Ajami is an 2010 Oscar nominated Foreign Film. The Movie is directed by an Arab Israeli and an Israeli Directors. The movie was representing Israel at the Academy Awards and that was on the reasons I didn't wish it will win.... I know what some of you might think. But yes! I don't recognize Israel. And no! I'm not an anti-Semite. The other reason I didn't wish it to win is that I was rooting for the movie that actually won [El Secreto De Sus Ojos] and I do believe it deserved the winning.

Ajami is the name of a neighborhood in Jaffa where Muslim and Christian Palestinians live. The movie traces down the lives of several people living there including a storyline about a Jewish family who lost their son in  ambiguous circumstances.

The movie is one of the best I've seen this year. It is emotionally intense and keeps your heart beating quickly all through the way.
The directing of the movie is amazing. The angles that the camera were moving in is superb with the variation between intimate close ups and drowsy landscapes. 
The sounds in the movie played a vital role in creating the environment and the feeling of the story.
Music when played were an integral part of the scene creating an invisible character rather than an add-on effect.
The movie consists of several chapters.  Each chapter reveal one part of the storyline. But then repetitions of certain events happen,  though in each chapter it is shown from a different perspective and through the lives of different people. Part of the enchantment of this movie is realizing how the world is a small place and how the lives of strangers are still connected on different levels. And how at the end of the day the lives of strangers around us are the lives of ourselves too.

Another important element of this movie is the fact that most of the actors and actresses in this movie are normal people with no experience in acting what so ever. This fact gave the movie a more realistic feeling and at some points you might think it is a documentary and not a fiction.

There are parts of the storyline that I didn't like as a Palestinian myself. But from an artistic point of view away from my direct emotional attachments this movie is a great one!

One of the things that usually draw me to any movie is how human it is... this movie is very humane... dealing with human feelings of family bonds, motherhood, brotherhood and love. These feelings are recurring events in the lives of the different characters. This as well shock you as to how our lives are still similar.
On of the feelings being portrayed was the feeling of sudden shock of sadness.

== Spoiler Alert ==

This happened first for a Jewish policeman who was looking for his missing brother. When the army found the body of his brother he ran to see it. Of course the Israeli soldiers tried to stop him from approaching the discovery scene and then you see a fight between a man desperate to see his lost brother and the army who needs to keep everything in order.
Later on the movie a Palestinian guy is notified that his best friend was found dead in his apartment.

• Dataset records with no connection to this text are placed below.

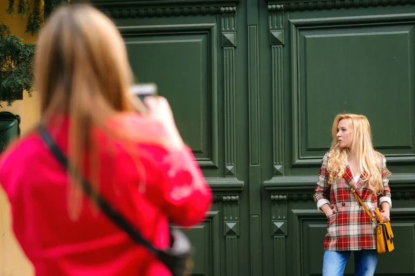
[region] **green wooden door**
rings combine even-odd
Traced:
[[[195,275],[321,275],[326,219],[312,195],[342,112],[369,117],[394,172],[396,250],[376,274],[415,275],[412,2],[94,1],[214,191],[188,232]]]

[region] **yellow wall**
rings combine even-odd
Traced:
[[[15,1],[17,2],[17,1]],[[24,42],[36,42],[36,37],[25,33],[26,19],[19,15],[10,16],[6,12],[7,0],[0,0],[0,18],[10,27],[10,32]],[[21,118],[21,132],[24,134],[39,120],[38,98],[34,91],[33,97],[24,94],[24,99],[16,101],[11,107],[1,103],[0,111],[10,111]],[[32,276],[33,268],[17,241],[12,229],[10,204],[4,192],[0,188],[0,276]]]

The same way, he runs to his friend's place just to see him and maybe understand how come his friend is dead. But again a fight between him and the Israeli Police happens where they try to stop him and he on the other hand fight to get to the crime scene.  The sad part is, not only he was kept away from his friend's body but was then sent to jail for assaulting the police.

== End of Spoiler ==

The last scene of the movie is a masterpiece.  Sounds were the master of that scene. The shock you'll get is something that you'll have to carry with you for a while... until you'll be able to understand how can life go on for the people in the movie after that. And in a deeper sense to yourself too.

All in all [Ajami] is a movie I would surely recommend for anyone to see... a masterpiece by two young directors.